Decrypting files was the same issue. It wold be great if the cipher command could have a switch added to also maintain the date during decryption. I had to write a wrapper for teh cipher to grab the date, decrypt the file, then write the original date back to solve this.
Coordinator
Apr 21, 2007 at 3:34 PM
Edited Apr 21, 2007 at 3:34 PM

bbrown wrote:
While I am at it, I could not verify at this time but it was also critical to us that the file's Last Modified date did not change when a current file was first encrypted. Users depend many times to be able to search for files by this date to get the most recent version of files by same name. When the date was change to the same date for all files during initial encryption scan, they lost that ability. We added the function to restore the date back to the original file date after encryption to solve this.

Decrypting files was the same issue. It wold be great if the cipher command could have a switch added to also maintain the date during decryption. I had to write a wrapper for teh cipher to grab the date, decrypt the file, then write the original date back to solve this.

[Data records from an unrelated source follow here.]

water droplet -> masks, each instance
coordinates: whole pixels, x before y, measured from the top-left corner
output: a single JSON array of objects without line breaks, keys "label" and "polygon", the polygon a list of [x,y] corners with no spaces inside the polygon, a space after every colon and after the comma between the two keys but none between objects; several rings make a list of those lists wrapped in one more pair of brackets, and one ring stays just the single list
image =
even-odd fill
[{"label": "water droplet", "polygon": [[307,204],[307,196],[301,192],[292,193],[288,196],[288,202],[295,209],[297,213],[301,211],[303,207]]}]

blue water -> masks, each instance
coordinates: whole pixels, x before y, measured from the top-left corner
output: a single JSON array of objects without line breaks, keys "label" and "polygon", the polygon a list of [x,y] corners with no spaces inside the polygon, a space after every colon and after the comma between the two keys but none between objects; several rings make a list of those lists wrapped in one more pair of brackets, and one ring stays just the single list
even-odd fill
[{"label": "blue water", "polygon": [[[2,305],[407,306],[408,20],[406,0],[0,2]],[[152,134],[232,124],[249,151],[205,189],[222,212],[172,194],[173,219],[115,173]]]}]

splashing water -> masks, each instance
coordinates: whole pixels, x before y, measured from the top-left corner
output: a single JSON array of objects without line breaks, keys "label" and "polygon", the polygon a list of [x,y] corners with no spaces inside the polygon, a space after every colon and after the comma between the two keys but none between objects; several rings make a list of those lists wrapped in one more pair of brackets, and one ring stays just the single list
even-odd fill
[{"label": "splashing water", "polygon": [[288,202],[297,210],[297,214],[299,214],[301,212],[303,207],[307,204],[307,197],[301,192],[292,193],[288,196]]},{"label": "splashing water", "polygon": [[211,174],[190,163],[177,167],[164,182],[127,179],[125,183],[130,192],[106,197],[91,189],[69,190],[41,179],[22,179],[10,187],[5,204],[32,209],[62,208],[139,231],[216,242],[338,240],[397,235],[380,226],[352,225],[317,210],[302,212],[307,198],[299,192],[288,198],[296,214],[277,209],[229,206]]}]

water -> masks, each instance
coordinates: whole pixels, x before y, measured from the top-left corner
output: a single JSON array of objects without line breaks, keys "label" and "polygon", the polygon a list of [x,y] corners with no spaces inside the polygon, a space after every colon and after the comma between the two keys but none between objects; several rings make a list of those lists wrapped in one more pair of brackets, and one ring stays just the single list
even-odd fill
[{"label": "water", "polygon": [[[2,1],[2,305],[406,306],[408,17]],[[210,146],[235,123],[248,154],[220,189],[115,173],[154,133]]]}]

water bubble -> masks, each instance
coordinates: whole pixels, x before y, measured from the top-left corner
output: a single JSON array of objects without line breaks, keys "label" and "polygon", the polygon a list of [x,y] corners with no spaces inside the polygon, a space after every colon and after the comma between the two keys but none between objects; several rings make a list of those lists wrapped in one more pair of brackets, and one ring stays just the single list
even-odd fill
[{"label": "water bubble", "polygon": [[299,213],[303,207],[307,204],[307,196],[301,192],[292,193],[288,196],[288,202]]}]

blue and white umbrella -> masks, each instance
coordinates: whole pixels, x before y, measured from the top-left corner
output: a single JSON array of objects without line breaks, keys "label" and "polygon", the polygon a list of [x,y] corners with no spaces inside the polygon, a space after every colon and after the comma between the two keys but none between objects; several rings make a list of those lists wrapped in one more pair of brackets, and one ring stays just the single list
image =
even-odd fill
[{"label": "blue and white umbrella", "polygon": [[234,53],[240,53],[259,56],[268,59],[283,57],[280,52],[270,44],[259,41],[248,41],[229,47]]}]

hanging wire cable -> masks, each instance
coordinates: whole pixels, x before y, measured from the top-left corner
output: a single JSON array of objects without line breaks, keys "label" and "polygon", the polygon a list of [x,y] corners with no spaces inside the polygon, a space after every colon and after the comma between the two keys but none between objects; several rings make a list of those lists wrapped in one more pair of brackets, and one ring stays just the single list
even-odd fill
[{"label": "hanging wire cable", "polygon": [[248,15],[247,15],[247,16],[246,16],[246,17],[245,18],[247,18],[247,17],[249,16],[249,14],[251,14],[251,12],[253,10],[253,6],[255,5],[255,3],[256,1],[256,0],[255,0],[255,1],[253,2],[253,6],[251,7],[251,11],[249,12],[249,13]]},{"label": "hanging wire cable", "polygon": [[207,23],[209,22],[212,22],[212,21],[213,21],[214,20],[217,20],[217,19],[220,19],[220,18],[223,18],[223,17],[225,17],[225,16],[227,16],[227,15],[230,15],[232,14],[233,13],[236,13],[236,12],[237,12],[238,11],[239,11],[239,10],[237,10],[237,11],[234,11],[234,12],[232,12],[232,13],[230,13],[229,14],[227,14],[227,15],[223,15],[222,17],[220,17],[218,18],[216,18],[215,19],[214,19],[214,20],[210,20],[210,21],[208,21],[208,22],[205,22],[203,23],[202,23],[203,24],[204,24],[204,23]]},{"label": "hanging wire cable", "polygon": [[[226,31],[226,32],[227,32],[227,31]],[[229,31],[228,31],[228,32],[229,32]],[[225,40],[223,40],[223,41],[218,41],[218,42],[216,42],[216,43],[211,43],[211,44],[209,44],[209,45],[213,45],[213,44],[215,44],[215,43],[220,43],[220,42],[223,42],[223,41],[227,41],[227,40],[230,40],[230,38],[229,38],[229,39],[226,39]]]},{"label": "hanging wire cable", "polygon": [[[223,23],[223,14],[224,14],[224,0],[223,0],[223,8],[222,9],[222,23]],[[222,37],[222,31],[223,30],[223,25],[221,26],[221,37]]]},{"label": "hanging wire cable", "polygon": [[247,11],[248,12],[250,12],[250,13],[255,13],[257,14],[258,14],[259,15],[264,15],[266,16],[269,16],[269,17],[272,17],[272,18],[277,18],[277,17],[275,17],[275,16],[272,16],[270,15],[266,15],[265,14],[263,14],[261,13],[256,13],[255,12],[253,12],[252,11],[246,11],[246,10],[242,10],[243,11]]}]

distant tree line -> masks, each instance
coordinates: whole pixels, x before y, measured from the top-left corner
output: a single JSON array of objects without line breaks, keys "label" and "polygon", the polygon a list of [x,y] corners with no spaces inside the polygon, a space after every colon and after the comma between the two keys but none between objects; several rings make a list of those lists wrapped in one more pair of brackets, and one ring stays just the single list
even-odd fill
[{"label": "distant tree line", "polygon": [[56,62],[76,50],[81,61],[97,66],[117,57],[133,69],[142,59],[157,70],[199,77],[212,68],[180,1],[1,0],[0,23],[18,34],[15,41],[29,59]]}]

Thanks for your input. Our tool does preserve last modified dates. You are right about the cipher utility, it should have this capability. We will mention this to the EFS program manager.
Coordinator
Apr 21, 2007 at 3:53 PM

bbrown wrote:
We developed a custom EFS wrapper like this is and have been using this over the past 2 years. Some of the things we have learned and had to add enhancements for are:
1) We added option to encrypt at file level instead of folder so that all files within a folder would not be encrypted unless met extension list. This was needed for files used by running services since the service could not decrypt the files.
2) The wrapper continually ran when started at login so that "real time" file level encryption would occur. This provided the protection for new files being created during user login. Many user put computer in sleep mode instead of powerdown or log off so the encryption protection was maintained for files
3) We had to add a "snooze" function for the file encryption monitoring. When installing software, especially if a msi install, the installation files could become encrypted before the installation process got ready to use. If the file got encrypted, the msi installer was unable to decrypt the file and continue.
4) For compliance reporting, a database connection function was added to send stats to a database on intervals which reports could then be created to validate data protection.
Each of these would be extremely usefull if could be built into this tools as well.



These are all great ideas! Our goal is to release a V1 of the EFS Assistant while helping to foster a community that can continue developing the tool after our release. We are looking for people to help out in this effort. Would you be willing?

Bill
Jul 24, 2009 at 10:43 PM

I think maybe a scenario was forgotten in the EFSAssistant Functional Specification:

The next day, Quentin docks his laptop and starts it up. He logs into the network. After he has been logged in for a few minutes, he notices a small balloon in the corner of his screen. The balloon says that his computer is encrypting his files to protect the sensitive data they contain. He's a bit nervous about this, as his laptop is quite slow and its difficult to use his normal applications with any degree of productivity. Quentin is savvy enough to check what's going on with Task Manager and notices that EFSAssistant is hogging the CPU and making his laptop's fan sound like a vacuum cleaner. He uses Task Manager to kill EFSAssistant. However, EFSAssistant has by now fragmented his hard drive with all of the newly encrypted files. His applications are still slow and Quentin becomes very frustrated. The next day, the process is repeated due to the Local Policies put in place by Meg Collins. Quentin screams bloody murder and throws his office chair through his window, followed by his laptop.